During his life, Bolívar had many followers, admirers, enemies and opponents. Some admired his accomplishments and his military leadership, but at the same time he was ruthless, with a commanding personality, according to the 1828 book Memoirs of Simón Bolívar, written by General H.L.V Ducoudray Holstein. Furthermore, in P. Pruvonen’s 1858 book Memorias y Documentos de Memorias del Perú, Bolívar's relations with women are described in detail. Bolívar had a wife, at least four longtime lovers, including the Ecuadorian revolutionary Manuela Sáenz, and at least 47 mistresses.
Oftentimes, a great man’s legend hides many shadows as well. Bolívar was a warrior, with a great fighting spirit, but he was also a haunted man. The novel that describes his heartbreakingly human side is Gabriel García Márquez’s 1989 novel The General in his Labyrinth. In it, the last days of Simón Bolívar are recreated – his illnesses, his flaws, his agony and his death.
The late Bolivian scholar Edmundo Murillo Costas, a man whose eyes would light up with every book or photograph that contained Bolívar's image, knew these two sides of Bolívar. He proposed that Bolívar is the most important symbol of freedom and the figure of South American independence. He admired the path of this hero, visionary and brave fighter, but he didn’t disregard Bolívar's womanising ways – and he also claimed to be his descendent.

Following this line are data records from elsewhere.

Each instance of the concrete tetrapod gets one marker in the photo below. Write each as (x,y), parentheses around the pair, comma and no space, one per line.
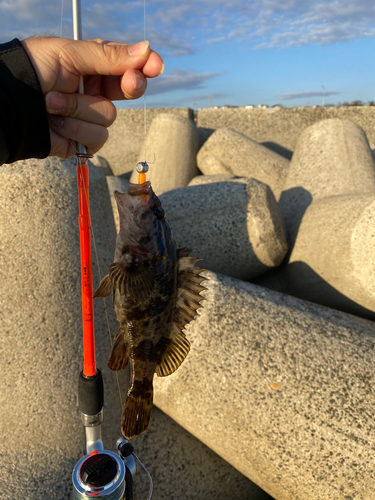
(171,148)
(280,388)
(332,157)
(229,152)
(40,350)
(127,134)
(332,261)
(235,226)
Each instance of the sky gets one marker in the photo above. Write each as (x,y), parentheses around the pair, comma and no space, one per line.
(233,52)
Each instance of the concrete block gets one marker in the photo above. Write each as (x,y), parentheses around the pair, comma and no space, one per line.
(235,226)
(171,150)
(332,261)
(41,356)
(280,388)
(116,184)
(279,129)
(40,323)
(210,179)
(332,157)
(229,152)
(127,135)
(101,162)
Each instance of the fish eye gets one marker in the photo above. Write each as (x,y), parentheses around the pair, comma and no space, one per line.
(159,212)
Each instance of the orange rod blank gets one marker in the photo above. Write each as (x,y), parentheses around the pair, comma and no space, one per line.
(84,219)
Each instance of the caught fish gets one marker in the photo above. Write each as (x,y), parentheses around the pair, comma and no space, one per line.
(156,293)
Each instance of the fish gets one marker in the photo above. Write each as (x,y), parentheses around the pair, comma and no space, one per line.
(156,291)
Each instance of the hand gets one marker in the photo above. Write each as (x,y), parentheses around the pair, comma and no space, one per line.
(112,71)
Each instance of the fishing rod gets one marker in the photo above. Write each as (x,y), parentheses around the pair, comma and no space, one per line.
(100,473)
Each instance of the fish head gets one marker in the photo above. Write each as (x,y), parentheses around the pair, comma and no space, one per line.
(142,221)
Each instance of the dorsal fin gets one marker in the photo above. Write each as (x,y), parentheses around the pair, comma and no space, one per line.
(175,353)
(189,288)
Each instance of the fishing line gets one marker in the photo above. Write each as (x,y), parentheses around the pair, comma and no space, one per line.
(148,475)
(61,16)
(74,146)
(144,95)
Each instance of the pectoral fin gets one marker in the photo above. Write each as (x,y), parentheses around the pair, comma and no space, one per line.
(135,281)
(176,352)
(119,353)
(104,288)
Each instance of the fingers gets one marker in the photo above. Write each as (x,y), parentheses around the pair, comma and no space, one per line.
(87,108)
(66,131)
(105,58)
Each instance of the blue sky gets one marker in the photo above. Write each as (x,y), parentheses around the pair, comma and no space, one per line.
(239,52)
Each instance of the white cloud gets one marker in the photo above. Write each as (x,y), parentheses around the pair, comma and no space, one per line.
(179,80)
(180,28)
(308,94)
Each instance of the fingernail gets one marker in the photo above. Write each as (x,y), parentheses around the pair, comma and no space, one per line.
(139,48)
(57,121)
(139,81)
(55,102)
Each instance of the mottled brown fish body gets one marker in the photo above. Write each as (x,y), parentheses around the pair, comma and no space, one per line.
(156,293)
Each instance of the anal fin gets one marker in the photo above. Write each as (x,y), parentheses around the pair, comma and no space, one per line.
(105,287)
(175,353)
(120,352)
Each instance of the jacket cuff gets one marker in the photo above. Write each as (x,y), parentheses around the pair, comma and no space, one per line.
(23,115)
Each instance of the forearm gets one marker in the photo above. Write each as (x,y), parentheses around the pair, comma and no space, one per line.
(24,131)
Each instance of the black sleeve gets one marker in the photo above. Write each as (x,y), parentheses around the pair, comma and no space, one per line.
(24,131)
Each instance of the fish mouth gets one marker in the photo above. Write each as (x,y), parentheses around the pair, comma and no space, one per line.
(138,195)
(139,189)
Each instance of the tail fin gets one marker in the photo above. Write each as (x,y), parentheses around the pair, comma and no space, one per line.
(137,412)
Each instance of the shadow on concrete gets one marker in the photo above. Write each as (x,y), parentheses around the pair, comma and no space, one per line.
(293,204)
(300,280)
(277,148)
(204,134)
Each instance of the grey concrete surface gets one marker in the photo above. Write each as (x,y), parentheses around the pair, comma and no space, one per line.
(235,226)
(230,152)
(282,388)
(332,157)
(210,179)
(332,259)
(172,144)
(41,355)
(280,128)
(116,184)
(127,134)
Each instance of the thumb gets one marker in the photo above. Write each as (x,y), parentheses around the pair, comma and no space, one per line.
(99,57)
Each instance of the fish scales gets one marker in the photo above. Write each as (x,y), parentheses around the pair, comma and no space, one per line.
(156,293)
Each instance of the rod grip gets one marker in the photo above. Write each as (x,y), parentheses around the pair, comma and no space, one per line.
(90,393)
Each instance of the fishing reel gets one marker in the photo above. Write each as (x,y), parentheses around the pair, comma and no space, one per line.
(102,473)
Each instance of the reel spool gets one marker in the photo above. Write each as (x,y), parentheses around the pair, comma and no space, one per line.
(105,475)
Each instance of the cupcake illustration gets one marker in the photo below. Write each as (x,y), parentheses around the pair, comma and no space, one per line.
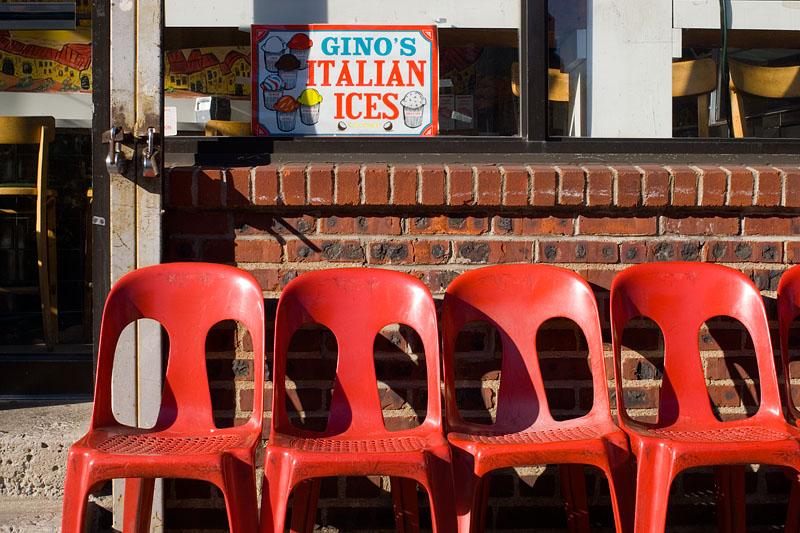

Many authors and experts of Bolívar's life, such as Luis Eduardo Pinto, who works as a guide at Bolívar’s final resting place, the Quinta of Saint Peter of Alexandria in Colombia, claim that El Libertador was unable to have children because he suffered from a genital condition known as orchitis. However, throughout the land in which Bolívar explored and waged war, there exist allegations and claims from Bolívar's purported descendents – and Bolivia was no exception to El Libertador’s amorous adventures.
In 1825, the year of the country's independence, Bolívar paid a visit to the city of Potosí and ascended Cerro Rico, the Mecca of Spain’s South American empire. There, he apparently met a woman named María Joaquina Costas, who alerted him about a possible assassination attempt against him. She helped him escape, and from there a romance was born, recounts Teresa Campos Costas in an article in the newspaper El Potosí. Campos refers to a book, La Sangre de Bolívar en Bolivia, by Juan José Toro, in which Bolívar's accomplishments are proudly related. Toro says that a child was born from Bolívar and Costas’s relationship, José Costas, and that a birth certificate was found in the town of Caiza in the department of Potosí. Two names appear on the birth certificate issued by the church: mother María Joaquina Costas and father Simón Bolívar. Toro argues that the child was not recognised because Bolívar did not want his enemies to find out about his son, but there is no proof to back up this statement.
Other well-known authors, such as Lucas Jaimes and Luis Subieta Sagárnaga, had already made reference to Bolívar and Costas’s purported love child; however, it was not until Elías Costas told his story to the historian Humberto Iporre Salinas that the possible bloodline of Bolívar in Bolivia was made evident. Edmundo Murillo Costas, one of Elías Costas's children, was aware of this story, but he did not make it public. Maybe deep down, Murillo knew that looking for fame through Bolívar's bloodline was not what he wanted to take from El Libertador, but instead he wanted to keep with himself Bolívar’s spirit and courage, and in fact be proud of his mother's surname, Hortensia Murillo, putting it before his surname Costas. In this way, as Edmundo Murillo did, I also prefer to remember Bolívar as brave, strategic and providential. He died banished from his homeland, and although he was an extraordinarily severe man, his image as liberator remains omnipresent in the history of South America.